I shook harder but managed to haul her out, though gray bruises appeared on her arm where I’d held her too tight. “Well, Emilie. It’s just as well that your own child died. What a mess you’d have made of bringing her up. A ducking like that would have killed her,” I said briskly as I soaped her downy head. I even began to hum a melody from yesterday’s Te Deum.

Then the door burst open, and my husband appeared. “By Christ, Emilie, what have you done?” and I was jolted back to the reality of my parlor, where scum floated on tepid water in the bucket, a heap of dead flesh lay on the red lining of my cloak, and lice crawled through the folds of my filthy skirts.

I clutched my hands tight together to stop them flying off my wrists. “I couldn’t leave them in a dung heap. They deserve a proper burial.”

He was pale and dull-eyed. I hadn’t seen him angry like this since the day he came out of the library after the interview with my father. “
Deserve
. Emilie. They’re bastards. Some whore throttled ’em and slung ’em away. A hundred such are tossed into the gutters every month. Christ knows what infection you’ve brought into the house.”

“But they are babies. They have a soul.”

“Women have hanged for less. Who’s to prove you didn’t kill them yourself? This is London, Emilie. You’re supposed to behave in a civilized way.”

The horror of the dung heap and the blank eyes of those watching children came back in such a rush that my knee jolted one of the babies off my lap. “I expect the priest will be here soon. A guinea or so should be enough for their burial.”

“There’ll be no burial.”

“They must be buried. I could take them back to Selden, if you like.” For a lovely moment, I was in the grassy graveyard near my mother’s little plot. Just the place. She would take care of them with her silken hands. Gill could make them a box lined with flannel to keep them warm, and surely Shales would agree to bury them. He and I would try to understand why some poor woman took them to that dreadful place and abandoned them, dead or alive.

I should have been paying more attention to my husband, because he lunged forward, bundled up the babies, and made for the door.

“Where are you taking them?”

“Never you mind. The nearest ditch. Where they belong.”

“No.” I tried to reach him but tripped on my petticoats, so that he had the door half open by the time I caught hold of his knee. My other hand gripped his heel, but he kicked me aside, and I was flung back on my elbow. I lunged after him again, and this time his boot got my chin and sent me reeling. The door slammed shut, and I heard the key turn in the lock and his pounding feet on the stairs.

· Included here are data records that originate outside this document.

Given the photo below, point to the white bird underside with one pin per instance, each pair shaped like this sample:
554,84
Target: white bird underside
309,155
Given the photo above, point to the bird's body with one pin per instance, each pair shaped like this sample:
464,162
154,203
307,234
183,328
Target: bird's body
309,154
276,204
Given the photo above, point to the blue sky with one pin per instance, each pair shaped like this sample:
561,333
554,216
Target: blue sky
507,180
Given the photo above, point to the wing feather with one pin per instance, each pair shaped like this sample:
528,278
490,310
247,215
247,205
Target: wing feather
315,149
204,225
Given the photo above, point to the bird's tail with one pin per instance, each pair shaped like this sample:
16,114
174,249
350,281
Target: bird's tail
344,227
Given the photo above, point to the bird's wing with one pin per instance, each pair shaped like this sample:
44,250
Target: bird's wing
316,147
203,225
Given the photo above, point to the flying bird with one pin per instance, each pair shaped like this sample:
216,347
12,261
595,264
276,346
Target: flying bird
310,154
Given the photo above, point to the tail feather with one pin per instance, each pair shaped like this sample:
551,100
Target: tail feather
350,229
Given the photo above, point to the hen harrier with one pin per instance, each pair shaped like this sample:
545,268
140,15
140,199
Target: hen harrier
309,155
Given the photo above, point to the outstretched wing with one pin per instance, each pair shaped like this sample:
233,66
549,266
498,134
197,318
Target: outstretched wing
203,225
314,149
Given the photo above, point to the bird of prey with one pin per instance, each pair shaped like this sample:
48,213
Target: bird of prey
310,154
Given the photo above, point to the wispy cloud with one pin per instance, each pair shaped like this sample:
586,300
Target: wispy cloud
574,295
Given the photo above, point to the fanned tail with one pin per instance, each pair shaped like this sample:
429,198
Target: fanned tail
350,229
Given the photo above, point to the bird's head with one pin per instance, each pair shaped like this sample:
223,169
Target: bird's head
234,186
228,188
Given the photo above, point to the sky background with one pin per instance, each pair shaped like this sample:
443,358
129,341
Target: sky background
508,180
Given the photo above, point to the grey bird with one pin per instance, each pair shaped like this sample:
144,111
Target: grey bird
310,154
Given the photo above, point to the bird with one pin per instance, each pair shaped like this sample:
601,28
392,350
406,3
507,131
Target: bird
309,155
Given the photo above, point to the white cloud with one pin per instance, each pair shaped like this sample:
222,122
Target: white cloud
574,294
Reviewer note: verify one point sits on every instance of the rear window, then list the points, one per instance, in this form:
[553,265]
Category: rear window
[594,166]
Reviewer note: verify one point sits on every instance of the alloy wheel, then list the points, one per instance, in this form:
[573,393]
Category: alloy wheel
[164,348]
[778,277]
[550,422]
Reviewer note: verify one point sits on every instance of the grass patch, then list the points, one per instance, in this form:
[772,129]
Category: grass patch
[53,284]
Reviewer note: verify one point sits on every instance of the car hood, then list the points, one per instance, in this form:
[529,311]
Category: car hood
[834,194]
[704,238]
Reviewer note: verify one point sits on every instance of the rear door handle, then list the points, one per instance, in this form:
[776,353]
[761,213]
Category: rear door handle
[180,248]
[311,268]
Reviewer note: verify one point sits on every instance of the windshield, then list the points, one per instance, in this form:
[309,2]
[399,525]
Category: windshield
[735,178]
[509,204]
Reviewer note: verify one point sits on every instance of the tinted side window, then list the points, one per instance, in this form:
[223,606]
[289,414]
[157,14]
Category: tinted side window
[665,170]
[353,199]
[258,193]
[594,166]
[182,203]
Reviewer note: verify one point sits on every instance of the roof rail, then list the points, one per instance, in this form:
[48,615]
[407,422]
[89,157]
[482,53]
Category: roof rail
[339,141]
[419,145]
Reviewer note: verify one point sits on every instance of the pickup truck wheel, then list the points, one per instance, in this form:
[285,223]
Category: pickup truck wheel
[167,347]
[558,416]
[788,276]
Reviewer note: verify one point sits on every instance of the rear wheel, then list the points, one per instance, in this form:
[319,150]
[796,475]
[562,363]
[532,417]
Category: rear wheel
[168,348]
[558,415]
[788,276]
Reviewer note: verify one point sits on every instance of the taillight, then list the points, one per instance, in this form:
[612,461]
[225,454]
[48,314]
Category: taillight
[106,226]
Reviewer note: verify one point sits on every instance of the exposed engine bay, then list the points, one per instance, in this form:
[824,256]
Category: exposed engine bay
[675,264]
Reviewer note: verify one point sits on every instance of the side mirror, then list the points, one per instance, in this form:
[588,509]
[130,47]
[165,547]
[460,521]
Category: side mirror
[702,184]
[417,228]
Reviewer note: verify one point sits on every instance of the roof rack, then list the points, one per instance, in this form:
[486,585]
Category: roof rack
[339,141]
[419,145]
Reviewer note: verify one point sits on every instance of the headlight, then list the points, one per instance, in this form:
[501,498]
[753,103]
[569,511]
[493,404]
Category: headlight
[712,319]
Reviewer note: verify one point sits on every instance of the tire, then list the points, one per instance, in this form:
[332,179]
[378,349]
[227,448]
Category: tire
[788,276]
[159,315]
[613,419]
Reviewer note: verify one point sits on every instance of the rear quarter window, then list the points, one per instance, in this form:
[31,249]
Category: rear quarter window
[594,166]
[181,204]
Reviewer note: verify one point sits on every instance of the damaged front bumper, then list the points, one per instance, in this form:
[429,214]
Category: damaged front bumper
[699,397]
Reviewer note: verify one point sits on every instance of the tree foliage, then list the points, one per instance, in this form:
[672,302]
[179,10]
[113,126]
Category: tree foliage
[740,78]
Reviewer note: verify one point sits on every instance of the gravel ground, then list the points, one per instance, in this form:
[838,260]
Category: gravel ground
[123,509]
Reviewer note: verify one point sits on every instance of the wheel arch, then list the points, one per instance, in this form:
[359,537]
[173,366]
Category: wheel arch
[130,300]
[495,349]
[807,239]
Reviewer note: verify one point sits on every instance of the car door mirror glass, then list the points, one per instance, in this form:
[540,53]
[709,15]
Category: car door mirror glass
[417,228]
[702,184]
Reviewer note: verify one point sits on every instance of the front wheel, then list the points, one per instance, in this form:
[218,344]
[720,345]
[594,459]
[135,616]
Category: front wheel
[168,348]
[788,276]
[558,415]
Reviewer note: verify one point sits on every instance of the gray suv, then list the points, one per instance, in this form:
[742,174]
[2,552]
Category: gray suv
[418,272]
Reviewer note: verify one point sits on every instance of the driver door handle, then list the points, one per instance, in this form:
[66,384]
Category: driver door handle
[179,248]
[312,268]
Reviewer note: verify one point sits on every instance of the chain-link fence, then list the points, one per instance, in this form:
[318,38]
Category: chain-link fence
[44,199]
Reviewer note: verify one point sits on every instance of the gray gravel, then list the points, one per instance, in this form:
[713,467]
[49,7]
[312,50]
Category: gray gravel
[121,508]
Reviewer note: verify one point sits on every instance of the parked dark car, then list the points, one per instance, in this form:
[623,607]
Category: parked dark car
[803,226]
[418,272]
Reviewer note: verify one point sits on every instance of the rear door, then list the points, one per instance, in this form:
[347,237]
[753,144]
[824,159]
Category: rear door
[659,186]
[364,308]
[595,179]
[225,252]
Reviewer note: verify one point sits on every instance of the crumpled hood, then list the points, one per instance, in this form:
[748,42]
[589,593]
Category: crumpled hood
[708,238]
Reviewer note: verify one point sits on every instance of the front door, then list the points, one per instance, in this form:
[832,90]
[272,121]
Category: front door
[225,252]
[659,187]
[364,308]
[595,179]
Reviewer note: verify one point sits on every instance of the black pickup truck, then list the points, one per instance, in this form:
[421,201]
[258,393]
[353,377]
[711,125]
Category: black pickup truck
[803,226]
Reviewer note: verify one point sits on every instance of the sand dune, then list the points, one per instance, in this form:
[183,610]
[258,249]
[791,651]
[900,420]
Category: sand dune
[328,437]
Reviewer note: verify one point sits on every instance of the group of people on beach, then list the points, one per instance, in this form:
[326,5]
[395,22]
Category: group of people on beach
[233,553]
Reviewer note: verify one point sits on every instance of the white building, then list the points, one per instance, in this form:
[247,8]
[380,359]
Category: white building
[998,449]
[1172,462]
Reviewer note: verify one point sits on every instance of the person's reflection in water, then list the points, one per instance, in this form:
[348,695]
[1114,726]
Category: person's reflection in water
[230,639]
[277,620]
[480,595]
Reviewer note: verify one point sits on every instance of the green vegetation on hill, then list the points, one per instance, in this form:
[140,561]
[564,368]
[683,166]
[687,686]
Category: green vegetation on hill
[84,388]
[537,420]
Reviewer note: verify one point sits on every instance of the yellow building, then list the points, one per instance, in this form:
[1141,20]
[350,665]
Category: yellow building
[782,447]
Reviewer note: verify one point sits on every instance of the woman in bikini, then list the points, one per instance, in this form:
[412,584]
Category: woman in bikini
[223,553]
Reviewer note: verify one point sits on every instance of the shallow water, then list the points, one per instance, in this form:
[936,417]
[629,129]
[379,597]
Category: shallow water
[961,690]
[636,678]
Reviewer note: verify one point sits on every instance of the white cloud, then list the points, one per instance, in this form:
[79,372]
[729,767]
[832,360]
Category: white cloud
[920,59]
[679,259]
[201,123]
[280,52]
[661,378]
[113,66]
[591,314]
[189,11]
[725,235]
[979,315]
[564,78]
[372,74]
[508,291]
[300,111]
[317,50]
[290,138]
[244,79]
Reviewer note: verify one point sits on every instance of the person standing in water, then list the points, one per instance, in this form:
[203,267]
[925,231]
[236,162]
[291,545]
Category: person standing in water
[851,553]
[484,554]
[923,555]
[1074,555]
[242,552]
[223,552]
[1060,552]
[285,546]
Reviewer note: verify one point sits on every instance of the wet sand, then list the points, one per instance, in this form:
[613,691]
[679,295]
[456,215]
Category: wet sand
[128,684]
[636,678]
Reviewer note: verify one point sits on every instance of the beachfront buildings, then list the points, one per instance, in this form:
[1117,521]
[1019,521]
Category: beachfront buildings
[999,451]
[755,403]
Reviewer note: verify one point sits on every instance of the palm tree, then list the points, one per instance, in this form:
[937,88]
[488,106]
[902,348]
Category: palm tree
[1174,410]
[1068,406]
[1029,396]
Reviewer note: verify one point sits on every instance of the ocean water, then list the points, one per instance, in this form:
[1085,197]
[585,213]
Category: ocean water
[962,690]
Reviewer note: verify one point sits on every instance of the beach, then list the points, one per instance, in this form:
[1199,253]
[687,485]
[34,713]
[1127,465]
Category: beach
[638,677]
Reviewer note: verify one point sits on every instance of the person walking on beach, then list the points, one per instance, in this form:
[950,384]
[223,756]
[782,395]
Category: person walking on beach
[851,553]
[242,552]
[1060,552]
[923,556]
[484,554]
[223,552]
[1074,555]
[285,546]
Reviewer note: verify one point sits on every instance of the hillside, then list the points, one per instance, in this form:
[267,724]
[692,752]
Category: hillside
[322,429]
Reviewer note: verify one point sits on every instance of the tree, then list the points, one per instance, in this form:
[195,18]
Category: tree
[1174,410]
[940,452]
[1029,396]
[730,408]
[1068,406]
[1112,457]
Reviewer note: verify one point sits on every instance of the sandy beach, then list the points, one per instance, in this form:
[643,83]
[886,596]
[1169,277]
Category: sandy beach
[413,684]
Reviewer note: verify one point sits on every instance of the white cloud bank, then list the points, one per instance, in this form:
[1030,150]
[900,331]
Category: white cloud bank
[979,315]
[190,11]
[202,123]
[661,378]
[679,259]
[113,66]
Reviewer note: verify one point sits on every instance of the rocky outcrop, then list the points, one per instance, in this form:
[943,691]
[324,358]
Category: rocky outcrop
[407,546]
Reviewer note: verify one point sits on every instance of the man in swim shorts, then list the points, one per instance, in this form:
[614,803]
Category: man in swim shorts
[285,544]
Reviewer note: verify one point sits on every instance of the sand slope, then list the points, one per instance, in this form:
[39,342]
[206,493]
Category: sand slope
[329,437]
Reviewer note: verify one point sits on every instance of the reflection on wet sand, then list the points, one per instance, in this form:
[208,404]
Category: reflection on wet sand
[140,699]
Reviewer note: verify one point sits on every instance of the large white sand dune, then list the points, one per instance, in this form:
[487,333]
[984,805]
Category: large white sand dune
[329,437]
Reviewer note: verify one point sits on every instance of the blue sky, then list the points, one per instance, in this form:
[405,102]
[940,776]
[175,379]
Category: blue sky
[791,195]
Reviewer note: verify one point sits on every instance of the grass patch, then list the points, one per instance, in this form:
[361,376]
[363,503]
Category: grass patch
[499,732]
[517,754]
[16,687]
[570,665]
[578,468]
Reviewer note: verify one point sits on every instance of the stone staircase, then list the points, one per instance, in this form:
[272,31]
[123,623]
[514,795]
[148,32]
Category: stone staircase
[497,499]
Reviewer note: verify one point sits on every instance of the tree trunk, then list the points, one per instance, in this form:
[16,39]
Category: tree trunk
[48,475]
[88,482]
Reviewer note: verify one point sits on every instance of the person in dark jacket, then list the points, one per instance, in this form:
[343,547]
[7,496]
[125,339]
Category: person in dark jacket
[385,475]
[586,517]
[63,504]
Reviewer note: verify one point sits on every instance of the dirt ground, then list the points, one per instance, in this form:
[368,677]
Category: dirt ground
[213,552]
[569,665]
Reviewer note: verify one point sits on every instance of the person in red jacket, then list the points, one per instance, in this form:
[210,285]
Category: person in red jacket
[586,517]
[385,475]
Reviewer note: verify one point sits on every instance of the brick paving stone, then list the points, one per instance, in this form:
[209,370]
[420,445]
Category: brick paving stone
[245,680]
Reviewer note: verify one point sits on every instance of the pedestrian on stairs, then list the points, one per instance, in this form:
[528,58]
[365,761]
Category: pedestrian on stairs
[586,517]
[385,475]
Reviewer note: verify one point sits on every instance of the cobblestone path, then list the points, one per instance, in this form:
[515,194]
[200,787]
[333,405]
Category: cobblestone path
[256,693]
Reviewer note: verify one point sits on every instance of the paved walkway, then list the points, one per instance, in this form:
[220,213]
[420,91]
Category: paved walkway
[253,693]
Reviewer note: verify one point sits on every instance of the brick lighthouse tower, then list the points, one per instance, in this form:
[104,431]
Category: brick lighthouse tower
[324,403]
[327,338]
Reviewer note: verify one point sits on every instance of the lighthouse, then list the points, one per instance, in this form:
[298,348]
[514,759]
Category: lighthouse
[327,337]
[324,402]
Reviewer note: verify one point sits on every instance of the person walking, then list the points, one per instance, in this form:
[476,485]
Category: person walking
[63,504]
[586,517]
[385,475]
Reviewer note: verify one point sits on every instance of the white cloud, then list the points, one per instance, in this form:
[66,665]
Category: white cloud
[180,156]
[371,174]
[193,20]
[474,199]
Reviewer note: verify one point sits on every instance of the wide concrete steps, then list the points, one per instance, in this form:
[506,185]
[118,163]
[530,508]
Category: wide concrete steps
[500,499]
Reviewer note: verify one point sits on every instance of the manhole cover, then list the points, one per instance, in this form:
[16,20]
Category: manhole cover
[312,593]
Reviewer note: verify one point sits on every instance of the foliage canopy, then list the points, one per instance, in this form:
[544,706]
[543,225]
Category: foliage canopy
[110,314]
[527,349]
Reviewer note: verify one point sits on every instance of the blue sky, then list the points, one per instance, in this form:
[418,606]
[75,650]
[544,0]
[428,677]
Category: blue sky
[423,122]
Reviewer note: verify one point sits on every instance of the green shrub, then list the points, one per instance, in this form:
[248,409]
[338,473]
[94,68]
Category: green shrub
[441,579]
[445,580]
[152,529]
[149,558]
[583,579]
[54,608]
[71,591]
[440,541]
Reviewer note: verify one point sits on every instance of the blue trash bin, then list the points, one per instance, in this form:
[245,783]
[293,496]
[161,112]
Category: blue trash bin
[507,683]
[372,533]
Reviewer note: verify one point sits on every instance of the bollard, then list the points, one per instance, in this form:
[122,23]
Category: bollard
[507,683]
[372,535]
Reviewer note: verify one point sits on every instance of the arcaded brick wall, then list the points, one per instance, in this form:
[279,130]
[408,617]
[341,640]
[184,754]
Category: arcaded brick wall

I lay with my face on the Persian rug. Pain ran round my jaw and into my eyes, but it seemed a welcome and definite feeling compared to the chaos in my head, swirling vortices like those described by Descartes and disproved by Newton—only Descartes’ vortices or whorls of matter weren’t chaotic, they moved in one direction, or he thought they did until a wayward comet was observed traveling the wrong way, thereby causing a dent in his tidy universe.

Comets. What were comets? Heavenly portents unleashed by God as a warning, according to Newton. But good old saintly Newton never accepted an easy answer. Instead, he went on and on looking at a problem until he had beaten it into submission. The elliptical path of the comet, for instance, had shown him the way all planets move. How wise Newton had been sometimes to study heavenly rather than earthly bodies, which were so unpredictable and full of pain.

I was mesmerized by the flames in the hearth, which went on flaring and licking despite everything. Mrs. Gill told me that some midwives choke unwanted babies with a spoonful of gin to finish them off. A baby was snuffed out by gin, fire by water, and a rose by imprisonment in a flask.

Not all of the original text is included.